Directeur général du Canadien de 1983 à 1995, Savard ne remet pas en question les aptitudes de travail ni le talent de Randy Cunneyworth.
Joint au téléphone, Savard lui reproche plutôt de ne pas être en mesure de s'adresser à un groupe d'amateurs qui constitue la majorité des partisans de l'équipe.
« L'entraîneur du Canadien s'adresse aux médias et, par conséquent, à la population chaque jour. C'est primordial qu'il soit capable de s'exprimer dans les deux langues, insiste-t-il. Dans mon temps, jamais une chose pareille n'aurait été permise. Ronald Corey ne m'aurait jamais laissé faire. »
MacNeil, le dernier
Pourtant, Savard n'est-il pas celui qui avait rapatrié Bob Berry lors de son entrée en fonction à l'été 1983?
« Berry parlait français, tient-il à rectifier. Il a grandi à Ville Mont-Royal. Dans sa jeunesse, il a évolué avec les Maple Leafs de Verdun. »
Savard indique qu'il faut remonter à Al MacNeil, embauché à titre intérimaire (tout comme Cunneyworth) en décembre 1970, pour retrouver le dernier pilote unilingue anglophone du CH.
« Il n'avait été engagé que pour finir la saison », précise-t-il.
Capitaine du tricolore de 1979 à 1981, Savard va même plus loin.

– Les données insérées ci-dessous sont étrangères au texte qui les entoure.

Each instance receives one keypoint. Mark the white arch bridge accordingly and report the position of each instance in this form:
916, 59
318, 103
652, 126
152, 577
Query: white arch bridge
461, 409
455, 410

« Jusqu'à hier (samedi), MacNeil avait été le seul entraîneur unilingue anglophone depuis Dick Irvin (de 1940 à 1955). »
Et Toe Blake?
« Même Toe Blake parlait bien français. Sa mère était une francophone originaire du nord de l'Ontario. Ce n'est pas pour rien que son véritable prénom était Hector », souligne celui qui a joué sous ses ordres à sa saison recrue.
Philosophie de longue date
Serge Savard est déçu, certes, mais pas surpris.
Le « Sénateur » estime que cette décision s'inscrit dans la foulée de la philosophie adoptée par l'organisation à son départ, en 1995.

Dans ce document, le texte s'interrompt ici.